Обсуждение: Emitting JSON to file using COPY TO

Поиск
Список
Период
Сортировка

Emitting JSON to file using COPY TO

От
Davin Shearer
Дата:
Hello!

I'm trying to emit a JSON aggregation of JSON rows to a file using COPY TO, but I'm running into problems with COPY TO double quoting the output.   Here is a minimal example that demonstrates the problem I'm having:

create table public.tbl_json_test (id int, t_test text);

-- insert text that includes double quotes
insert into public.tbl_json_test (id, t_test) values (1, 'here''s a "string"');

-- select a JSON aggregation of JSON rows
select json_agg(row_to_json(t)) from (select * from public.tbl_json_test) t;
-- this yields the correct result in proper JSON format:
-- [{"id":1,"t_test":"here's a \"string\""}]
copy (select json_agg(row_to_json(t)) from (select * from public.tbl_json_test) t) to '/tmp/tbl_json_test.json';
-- once the JSON results are copied to file, the JSON is broken due to double quoting:
-- [{"id":1,"t_test":"here's a \\"string\\""}]
-- this fails to be parsed using jq on the command line:
-- cat /tmp/tbl_json_test.json | jq .
-- jq: parse error: Invalid numeric literal at line 1, column 40

We populate a text field in a table with text containing at least one double-quote (").  We then select from that table, formating the result as a JSON aggregation of JSON rows.  At this point the JSON syntax is correct, with the double quotes being properly quoted.  The problem is that once we use COPY TO to emit the results to a file, the output gets quoted again with a second escape character (\), breaking the JSON and causing a syntax error (as we can see above using the `jq` command line tool).
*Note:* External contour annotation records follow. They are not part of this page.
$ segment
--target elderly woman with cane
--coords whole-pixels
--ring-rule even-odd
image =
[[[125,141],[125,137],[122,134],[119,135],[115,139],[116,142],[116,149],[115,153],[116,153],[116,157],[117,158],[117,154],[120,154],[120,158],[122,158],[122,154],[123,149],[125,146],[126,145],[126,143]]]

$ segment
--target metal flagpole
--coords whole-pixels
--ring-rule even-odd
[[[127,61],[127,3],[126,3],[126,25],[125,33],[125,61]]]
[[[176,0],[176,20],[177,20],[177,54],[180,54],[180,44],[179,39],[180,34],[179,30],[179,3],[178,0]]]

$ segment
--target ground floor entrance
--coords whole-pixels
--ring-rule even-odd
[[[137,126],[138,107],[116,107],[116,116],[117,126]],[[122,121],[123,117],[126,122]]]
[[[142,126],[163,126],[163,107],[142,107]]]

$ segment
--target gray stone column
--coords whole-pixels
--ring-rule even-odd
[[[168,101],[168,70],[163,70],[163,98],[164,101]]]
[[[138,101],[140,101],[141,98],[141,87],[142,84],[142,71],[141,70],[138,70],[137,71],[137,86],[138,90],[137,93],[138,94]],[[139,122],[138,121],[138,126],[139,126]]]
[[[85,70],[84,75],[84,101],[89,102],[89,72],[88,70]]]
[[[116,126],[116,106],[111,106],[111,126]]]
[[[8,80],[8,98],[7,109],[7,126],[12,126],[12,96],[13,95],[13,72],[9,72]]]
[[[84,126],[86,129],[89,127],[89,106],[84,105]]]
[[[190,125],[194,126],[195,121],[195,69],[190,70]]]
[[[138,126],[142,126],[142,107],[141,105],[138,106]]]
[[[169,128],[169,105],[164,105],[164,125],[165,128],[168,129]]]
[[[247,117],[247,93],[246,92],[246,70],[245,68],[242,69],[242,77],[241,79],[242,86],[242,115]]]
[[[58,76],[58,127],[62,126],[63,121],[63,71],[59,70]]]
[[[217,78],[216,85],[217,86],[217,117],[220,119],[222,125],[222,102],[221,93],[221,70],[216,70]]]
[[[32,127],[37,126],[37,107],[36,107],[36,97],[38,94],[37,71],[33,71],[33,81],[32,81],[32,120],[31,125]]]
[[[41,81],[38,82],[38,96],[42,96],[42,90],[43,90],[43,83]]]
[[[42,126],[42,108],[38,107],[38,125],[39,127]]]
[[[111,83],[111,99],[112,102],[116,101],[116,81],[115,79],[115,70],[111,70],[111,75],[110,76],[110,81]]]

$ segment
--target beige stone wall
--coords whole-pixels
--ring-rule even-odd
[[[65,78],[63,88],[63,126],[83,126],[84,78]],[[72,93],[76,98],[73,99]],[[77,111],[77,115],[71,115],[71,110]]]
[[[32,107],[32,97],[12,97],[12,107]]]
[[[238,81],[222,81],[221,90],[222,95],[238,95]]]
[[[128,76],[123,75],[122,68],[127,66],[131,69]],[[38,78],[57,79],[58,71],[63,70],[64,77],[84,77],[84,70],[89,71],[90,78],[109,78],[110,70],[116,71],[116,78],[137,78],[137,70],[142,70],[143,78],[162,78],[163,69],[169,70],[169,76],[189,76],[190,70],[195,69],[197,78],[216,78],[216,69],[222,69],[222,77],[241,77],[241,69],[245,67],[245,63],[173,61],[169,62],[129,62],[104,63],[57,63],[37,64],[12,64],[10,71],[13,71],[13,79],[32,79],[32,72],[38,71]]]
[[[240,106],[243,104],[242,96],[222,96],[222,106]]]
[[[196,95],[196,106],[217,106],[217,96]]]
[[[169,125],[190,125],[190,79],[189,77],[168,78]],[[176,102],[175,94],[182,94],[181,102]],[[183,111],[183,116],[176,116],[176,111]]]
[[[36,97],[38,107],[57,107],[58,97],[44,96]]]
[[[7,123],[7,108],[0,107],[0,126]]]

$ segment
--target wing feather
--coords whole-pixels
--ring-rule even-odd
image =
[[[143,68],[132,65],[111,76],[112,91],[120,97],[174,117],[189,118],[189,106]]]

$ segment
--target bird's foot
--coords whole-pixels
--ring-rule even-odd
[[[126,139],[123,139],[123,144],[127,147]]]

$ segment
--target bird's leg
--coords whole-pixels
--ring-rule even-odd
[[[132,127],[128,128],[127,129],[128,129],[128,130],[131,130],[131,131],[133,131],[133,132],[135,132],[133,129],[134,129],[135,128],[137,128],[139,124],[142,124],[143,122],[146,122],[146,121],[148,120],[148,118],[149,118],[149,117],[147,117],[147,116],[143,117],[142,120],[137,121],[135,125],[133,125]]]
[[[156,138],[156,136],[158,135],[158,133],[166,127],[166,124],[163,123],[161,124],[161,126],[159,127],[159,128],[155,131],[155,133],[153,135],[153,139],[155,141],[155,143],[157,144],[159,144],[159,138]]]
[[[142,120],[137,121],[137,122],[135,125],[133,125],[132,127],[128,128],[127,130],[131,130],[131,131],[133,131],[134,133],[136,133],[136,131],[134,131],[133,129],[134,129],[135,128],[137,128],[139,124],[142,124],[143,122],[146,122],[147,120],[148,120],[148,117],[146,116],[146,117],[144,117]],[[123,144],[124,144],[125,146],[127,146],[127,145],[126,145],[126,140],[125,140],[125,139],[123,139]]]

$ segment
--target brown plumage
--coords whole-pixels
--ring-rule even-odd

I have tried to get COPY TO to copy the results to file "as-is" by setting the escape and the quote characters to the empty string (''), but they only apply to the CSV format.

Is there a way to emit JSON results to file from within postgres?  Effectively, nn "as-is" option to COPY TO would work well for this JSON use case.

Any assistance would be appreciated.

Thanks,
Davin

Re: Emitting JSON to file using COPY TO

От
"David G. Johnston"
Дата:
On Sat, Nov 25, 2023 at 12:22 PM Davin Shearer <scholarsmate@gmail.com> wrote:

Is there a way to emit JSON results to file from within postgres?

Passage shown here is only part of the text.